I have a block LU factorization code in Fortran and am experimenting with different GPU accelerators. In the actual block LU subroutine I have cublas_ztrsm function calls and a cublas_zgemm call. In a verifying subroutine, I have different implementations of an LU matrix multiplication. I have a lapack version, a cublas version, and magma and cublasXt versions implemented through C wrappers. Compiling the code with the cublas library and any of the LU methods results in the correct answer. If I compile with nvblas instead, the matrix multiplication (cublas_zgemm) in the LU factorization seems to fail.
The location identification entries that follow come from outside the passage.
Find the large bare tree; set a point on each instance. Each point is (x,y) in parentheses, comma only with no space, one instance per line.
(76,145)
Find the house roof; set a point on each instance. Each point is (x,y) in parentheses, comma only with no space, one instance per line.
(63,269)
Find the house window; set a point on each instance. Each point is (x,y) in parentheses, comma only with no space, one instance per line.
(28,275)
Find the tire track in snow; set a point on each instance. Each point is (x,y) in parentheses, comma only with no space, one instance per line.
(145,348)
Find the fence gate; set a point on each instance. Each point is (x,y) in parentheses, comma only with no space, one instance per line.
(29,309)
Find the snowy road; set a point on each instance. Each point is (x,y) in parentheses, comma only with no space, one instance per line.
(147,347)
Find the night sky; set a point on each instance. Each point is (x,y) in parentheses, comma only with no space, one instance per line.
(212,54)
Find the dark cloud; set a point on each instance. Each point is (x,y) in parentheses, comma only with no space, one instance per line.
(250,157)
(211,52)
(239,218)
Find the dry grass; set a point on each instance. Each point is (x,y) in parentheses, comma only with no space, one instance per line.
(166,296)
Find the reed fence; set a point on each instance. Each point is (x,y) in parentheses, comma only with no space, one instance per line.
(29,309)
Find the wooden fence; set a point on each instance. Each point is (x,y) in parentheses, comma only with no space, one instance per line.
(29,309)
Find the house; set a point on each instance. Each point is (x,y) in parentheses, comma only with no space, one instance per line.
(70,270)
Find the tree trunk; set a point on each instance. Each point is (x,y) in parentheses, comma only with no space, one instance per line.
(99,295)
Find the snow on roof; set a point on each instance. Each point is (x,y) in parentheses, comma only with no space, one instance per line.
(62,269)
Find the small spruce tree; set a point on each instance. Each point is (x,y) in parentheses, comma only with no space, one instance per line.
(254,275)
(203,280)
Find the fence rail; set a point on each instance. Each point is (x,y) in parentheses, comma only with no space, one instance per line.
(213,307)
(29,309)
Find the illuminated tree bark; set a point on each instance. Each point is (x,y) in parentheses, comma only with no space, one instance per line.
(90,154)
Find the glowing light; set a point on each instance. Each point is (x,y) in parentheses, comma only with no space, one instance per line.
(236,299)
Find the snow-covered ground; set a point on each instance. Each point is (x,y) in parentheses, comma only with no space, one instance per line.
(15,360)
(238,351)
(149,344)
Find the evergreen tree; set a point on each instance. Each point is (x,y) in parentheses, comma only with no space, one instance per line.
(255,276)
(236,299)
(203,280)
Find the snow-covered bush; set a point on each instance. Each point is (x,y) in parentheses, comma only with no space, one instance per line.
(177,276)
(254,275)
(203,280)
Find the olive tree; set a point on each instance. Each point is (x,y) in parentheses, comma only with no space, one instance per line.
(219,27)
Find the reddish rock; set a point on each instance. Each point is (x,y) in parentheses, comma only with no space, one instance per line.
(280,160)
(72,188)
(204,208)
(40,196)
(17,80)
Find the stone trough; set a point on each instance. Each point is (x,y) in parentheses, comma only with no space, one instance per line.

The nvblas.log file spits out 7 instances of the following:
cublasXtZgemm failed with error=3
followed by two instances of the same error but with error=8 (instead of 3). These 9 lines of errors repeat 5 times for a total of 45 errors. The weird thing is the cublas_zgemm is only called 30 times. So there is something else going on as well.
I also think there is a data dependency/sharing error because depending on how I order the runs and with different verifying multiplication methods (e.g. cublas v. cublasXt) I can have normal cublas runs fail (right after a failed nvblas run) and nvblas runs succeed (after certain successful runs).
Either way, I have a problem with nvblas failing to execute cublasXtZgemm function calls. I can create an example case if need be but if someone can tell me what the errors mean I should be able to resolve it myself.